The Dude abides the law
HELL OR HIGH WATER tracks the fates of two duos: a pair of brothers on the run from the law, committing small-time bank robberies, and two lawmen on their quest to stop them. While HELL OR HIGH WATER follows the basic principles of a generic heist film, its execution is what helps set itself apart. It’s hard enough to write a compelling team dynamic, let alone two, and Sheridan’s attention to character detail allows the screenplay to seamlessly balance the individual teams.
Sheridan’s character’s are built like a human jenga, each superior to the one preceding it. Jeff Bridges, in a late-career stride, portrays an elderly sheriff whose racist jabs at his Native American partner represent a deep-seated perceived superiority, both in rank and race. Ben Foster plays an old West outlaw, a wildcard that can hold his own against those who walked the land before him, but must ultimately pay his dues when confronted by the law. Chris Pine, however, showcases a modern outlaw, a product of the 21st Century’s West, above the law and above the system, not tethered by any man.
Could have paid for their oil rig by stripping
And with that, Sheridan and Mackenzie create a brilliant inversion of the Western stereotype. Gunfights are aimless and accidental, confused and unplanned. Mackenzie showcases this in his final gunfight, which very intentionally never takes place near a ranch, windmill, church, or bank, because that West no longer exists. Instead, it’s fought with snipers, cowardly firing from hilltops, succeeding only because one had the drop on the other. This new West is created through money laundering, which Pine and Foster accomplish by gambling at casinos. What’s disappointing is that this message of the colonialists comeuppance could have been made all the more poignant if the film had actively pursued showcasing that these are Native American-owned casinos.

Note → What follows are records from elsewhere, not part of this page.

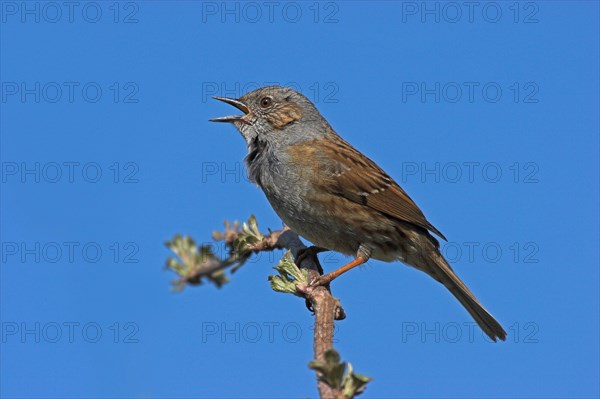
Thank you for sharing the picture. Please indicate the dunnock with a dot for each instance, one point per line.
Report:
(334, 196)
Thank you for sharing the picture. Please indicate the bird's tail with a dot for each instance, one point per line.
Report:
(439, 269)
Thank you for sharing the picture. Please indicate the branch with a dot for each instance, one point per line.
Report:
(194, 264)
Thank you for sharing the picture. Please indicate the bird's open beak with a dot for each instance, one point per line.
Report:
(236, 103)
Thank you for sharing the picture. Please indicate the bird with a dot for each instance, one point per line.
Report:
(334, 196)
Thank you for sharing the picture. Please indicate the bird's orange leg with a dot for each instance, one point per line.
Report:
(329, 277)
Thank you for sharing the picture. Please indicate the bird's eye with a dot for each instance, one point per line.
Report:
(266, 102)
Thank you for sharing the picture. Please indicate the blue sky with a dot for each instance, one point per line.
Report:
(488, 117)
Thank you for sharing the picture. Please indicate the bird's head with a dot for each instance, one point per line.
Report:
(275, 114)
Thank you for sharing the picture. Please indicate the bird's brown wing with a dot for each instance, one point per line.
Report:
(357, 178)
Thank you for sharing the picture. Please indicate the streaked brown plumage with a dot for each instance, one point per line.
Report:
(336, 197)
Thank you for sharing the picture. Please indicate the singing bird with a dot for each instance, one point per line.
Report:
(334, 196)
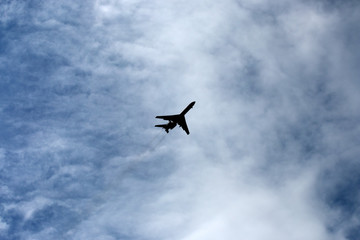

And still, Mackenzie assembles a phenomenally engaging cat-and-mouse film. Through this subversive filmmaking approach, HELL OR HIGH WATER plays like a riff on THE PLACE BEYOND THE PINES, fortified through a socio-political commentary that was similarly executed in KILLING THEM SOFTLY and the Pulitzer prize-nominated novel THE SON. Although Sheridan’s screenplay ultimately feels like it’s just a hair away from being perfectly refined, the faultless writing, and its dedication to the vérité are not only profound, but stylish and entertaining to a T. It’s a shame that Warren Ellis and Nick Cave’s phenomenal songwriting isn’t used to greater effect, often opting for tepid country radio tunes instead, but thanks to a powerhouse of a third act, this might just be the most elegant film of the summer.